Have a look at Joy Rees "Life Story books for Adopted Children". It is very short and accessible and explains well how a life story book should be written. There are sample texts in there too.

The order your sw chose is correct. If your child is young, the information should be very simple and basic. Many people chose folders because they can be adjusted and added to. I made a simple photo book with text for them and put tons of stickers in there, the second (final) one are hardbacks which look really cool (Mixbook designs). My children are very proud of them.

I think it is important to keep in mind that they are LIFE STORY books. So they should not just be about the gruesome bits and make their lives seem horrible.
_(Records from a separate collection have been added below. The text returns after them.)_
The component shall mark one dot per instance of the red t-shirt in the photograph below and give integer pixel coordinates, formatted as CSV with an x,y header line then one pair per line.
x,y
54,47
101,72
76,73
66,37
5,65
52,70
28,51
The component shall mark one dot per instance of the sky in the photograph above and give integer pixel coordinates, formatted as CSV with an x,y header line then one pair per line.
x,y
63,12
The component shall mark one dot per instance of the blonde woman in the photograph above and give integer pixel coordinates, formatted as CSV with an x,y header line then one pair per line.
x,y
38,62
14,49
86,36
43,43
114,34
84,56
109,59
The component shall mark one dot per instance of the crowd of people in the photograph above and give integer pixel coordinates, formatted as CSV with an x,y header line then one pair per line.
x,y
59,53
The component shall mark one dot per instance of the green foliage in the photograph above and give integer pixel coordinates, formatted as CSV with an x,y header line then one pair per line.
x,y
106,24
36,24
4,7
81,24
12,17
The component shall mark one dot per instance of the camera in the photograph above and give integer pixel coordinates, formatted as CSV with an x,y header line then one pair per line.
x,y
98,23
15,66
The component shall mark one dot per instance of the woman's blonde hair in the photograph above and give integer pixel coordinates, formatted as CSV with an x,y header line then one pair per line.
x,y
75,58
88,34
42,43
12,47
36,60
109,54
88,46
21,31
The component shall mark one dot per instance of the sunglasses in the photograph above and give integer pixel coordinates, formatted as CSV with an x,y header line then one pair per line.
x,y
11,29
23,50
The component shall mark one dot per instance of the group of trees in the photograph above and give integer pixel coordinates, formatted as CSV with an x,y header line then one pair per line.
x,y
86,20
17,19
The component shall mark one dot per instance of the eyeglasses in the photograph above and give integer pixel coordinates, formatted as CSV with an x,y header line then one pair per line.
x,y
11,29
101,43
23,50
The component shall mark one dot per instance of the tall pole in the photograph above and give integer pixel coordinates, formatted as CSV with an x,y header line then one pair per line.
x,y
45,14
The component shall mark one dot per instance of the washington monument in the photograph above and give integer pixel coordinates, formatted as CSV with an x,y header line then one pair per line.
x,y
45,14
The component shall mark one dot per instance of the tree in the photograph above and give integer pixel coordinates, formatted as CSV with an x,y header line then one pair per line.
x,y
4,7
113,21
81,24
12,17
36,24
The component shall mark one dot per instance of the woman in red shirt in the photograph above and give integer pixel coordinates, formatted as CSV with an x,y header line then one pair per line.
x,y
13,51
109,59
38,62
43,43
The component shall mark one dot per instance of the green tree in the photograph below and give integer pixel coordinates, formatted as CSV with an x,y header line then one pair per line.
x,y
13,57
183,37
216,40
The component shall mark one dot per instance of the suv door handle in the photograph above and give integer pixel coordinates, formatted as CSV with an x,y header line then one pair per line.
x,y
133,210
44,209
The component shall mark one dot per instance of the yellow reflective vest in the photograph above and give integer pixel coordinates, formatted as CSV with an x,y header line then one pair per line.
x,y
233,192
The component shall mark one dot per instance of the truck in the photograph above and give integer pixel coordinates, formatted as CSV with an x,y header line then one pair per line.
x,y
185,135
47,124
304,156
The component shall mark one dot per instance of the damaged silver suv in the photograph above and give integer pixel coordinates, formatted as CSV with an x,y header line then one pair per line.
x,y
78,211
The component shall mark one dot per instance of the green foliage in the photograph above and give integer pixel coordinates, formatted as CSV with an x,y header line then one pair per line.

They should explain those bits but be embedded in the story of a safe happy life and make them feel special and good about themselves.

ifchocolatewerecelery · 01/11/2020 09:10

@PaintedLadyWBB can you ask for an electronic version so you can change the photos?

PaintedLadyWBB · 01/11/2020 09:43

[quote ifchocolatewerecelery]@PaintedLadyWBB can you ask for an electronic version so you can change the photos? [/quote]
I never thought about it tbh. There is a couple of empty pages which I am going to add to about when LO moved in and the first couple of weeks etc with some proper photos 🤦‍♀️

Rainallnight · 01/11/2020 13:08

Ours was absolutely shite. Completely unuseable and extremely late. We’re going to do our own.